World AIDS Day
The year is c. 1985. I’m enjoying one of my favorite past times as an 8 year old, feeding the seagulls frozen bread from my Grandma’s 3rd floor beachfront apartment in Southern California.
The flocks would suddenly appear out of an empty Pacific Ocean horizon, calling out to one another, and circle round in front of the balcony. Some were brave enough to suspend themselves, flapping in front of me, screeching out for a nugget as I tossed them a freezer burned crust. Effortlessly they would catch these treats, simultaneously squawking and fighting in mid-air, only to retreat and circle round again for another try.
David lived in the apartment below Grandma. A dark, tan and handsome thirty-something, he would often sunbathe on his balcony directly below, a green bottled beer on the side table, an open newspaper in front of him. Sunglasses always on. I would peer down through the wide spaces between the railing balusters and watch him in his utterly relaxed state.
David was gay, something Grandma understood and embraced as a nurse in the 80s. The two of them would frequently exchange niceties and catch up on the stairway separating their apartment floors. I could tell Grandma cared for him, and he for her.
One day while I was gazing down at David enjoying his routine, restful circumstance, I noticed large, raised purple lesions scattered over both shins. He had his feet up on the railing as usual, crossed in a comfortable position. The lesions didn’t seem to bother him as he uncrossed and recrossed he legs in perpetual comfort. The plum-colored plaques glistened in the sunlight as he turned the pages of the Orange County Register and sipped from his beer.
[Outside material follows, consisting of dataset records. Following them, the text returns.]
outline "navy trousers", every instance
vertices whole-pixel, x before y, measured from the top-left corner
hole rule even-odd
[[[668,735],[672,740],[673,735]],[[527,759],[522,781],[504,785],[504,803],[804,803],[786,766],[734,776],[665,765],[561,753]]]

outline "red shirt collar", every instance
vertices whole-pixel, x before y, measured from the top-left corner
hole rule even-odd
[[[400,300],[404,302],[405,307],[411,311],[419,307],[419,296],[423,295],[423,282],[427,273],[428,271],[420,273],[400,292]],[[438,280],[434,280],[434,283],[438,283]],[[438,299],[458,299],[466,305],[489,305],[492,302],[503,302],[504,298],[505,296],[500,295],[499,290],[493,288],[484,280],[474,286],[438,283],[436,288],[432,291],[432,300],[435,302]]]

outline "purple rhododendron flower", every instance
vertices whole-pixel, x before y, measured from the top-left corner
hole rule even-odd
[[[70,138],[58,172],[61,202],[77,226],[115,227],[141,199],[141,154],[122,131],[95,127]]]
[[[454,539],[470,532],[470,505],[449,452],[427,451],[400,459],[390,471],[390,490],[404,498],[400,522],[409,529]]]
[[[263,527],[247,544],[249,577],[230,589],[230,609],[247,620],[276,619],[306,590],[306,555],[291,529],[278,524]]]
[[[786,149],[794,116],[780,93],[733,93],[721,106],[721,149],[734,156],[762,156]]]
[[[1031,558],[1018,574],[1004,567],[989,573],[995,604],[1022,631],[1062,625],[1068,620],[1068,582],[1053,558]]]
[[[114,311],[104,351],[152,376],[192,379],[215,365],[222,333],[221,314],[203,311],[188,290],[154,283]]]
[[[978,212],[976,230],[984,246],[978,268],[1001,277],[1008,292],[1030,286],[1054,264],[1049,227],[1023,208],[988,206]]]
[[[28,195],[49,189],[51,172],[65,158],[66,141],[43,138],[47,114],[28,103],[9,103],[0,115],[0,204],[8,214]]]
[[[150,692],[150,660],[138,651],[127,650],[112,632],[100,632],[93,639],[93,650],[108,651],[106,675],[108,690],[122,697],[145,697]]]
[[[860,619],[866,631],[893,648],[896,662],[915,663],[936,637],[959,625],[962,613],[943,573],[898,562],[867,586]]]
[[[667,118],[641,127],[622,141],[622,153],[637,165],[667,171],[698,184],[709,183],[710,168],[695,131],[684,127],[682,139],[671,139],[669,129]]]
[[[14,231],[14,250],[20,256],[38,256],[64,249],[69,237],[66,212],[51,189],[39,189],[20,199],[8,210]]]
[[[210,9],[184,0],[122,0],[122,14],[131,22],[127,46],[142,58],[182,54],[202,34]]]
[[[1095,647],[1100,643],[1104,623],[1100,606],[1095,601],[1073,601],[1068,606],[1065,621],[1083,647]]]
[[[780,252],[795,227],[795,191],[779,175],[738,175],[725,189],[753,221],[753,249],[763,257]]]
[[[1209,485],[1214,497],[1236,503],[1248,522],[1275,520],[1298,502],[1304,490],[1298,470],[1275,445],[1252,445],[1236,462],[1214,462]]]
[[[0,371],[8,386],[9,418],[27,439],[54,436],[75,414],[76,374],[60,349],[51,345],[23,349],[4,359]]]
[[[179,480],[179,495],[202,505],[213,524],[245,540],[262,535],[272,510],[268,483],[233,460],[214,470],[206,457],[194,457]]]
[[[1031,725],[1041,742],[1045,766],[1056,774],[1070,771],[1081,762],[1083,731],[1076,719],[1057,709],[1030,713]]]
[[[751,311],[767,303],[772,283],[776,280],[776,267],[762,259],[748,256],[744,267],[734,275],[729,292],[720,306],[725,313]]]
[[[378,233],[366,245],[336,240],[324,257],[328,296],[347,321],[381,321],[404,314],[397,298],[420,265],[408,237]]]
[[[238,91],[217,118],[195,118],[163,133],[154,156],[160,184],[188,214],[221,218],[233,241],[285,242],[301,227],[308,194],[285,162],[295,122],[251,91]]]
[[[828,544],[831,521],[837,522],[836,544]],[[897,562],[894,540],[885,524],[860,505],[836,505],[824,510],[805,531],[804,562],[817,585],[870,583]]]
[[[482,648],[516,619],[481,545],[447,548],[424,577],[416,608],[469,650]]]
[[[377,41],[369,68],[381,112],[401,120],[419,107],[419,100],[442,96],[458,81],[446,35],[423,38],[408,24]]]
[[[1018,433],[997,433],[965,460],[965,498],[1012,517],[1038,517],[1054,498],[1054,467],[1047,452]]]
Grandma called me into the apartment for lunch and I never ended up seeing David reclining on his balcony again. A few years later she took me to visit David in the hospital. He had been diagnosed with AIDS some time before, and was now very sick.
As I held Grandma’s hand we approached David’s hospital room. Crossing the threshold I could see David in a bed between two windows at the far end of the room. It was midday and the natural light was calm. He was dressed in a yellow hospital gown, writhing about in the bed, a look of anger mixed with hysteria. He was restless, vocalizing, but the words didn’t make any sense. He looked crazy to now 10 year-old me.
A nurse in the room was also gowned and wore a face mask. She motioned to Grandma to do the same. So we gowned up and approached David at his bedside, Grandma in front, me close to her side.
I observed the tangled web of IV tubing, David’s legs thrashing about under the stiff white sheets. The nurse quietly fiddled with the monitoring equipment nearby. David stared up at Grandma as she put his hand in hers. She caressed his arm, leaned in closer to his face and quietly spoke to him in soft tones. I couldn’t hear exactly what she said, only noticing the pacified look on David’s face in her presence. He was suddenly calm in those moments she stood at his side, touching him.
David died several weeks later, and as the years passed so did many other family friends and acquaintances.
It would be another 20 years before I truly understood what had happened to David in those years. In med school full blown AIDS was a a rare sight as anti-retroviral therapy had essentially re-categorized HIV from a death sentence diagnosis, to a chronic, treatable and preventable illness. I studied the few AIDS cases I encountered with a hungry fervor, and would later understand that those spots on David’s legs were Kaposi sarcoma, a classic skin manifestation, and cancer, in some AIDS cases. And the combative behavior in the hospital? AIDS Dementia Complex, a well-defined neuro-cognitive disorder of some advanced AIDS cases.
Since 1988, December 1 has been designated World AIDS day. Today I recall all the strides and discoveries made to temper HIV and help those afflicted to lead lives of their choosing. May those lives be long and full and grateful.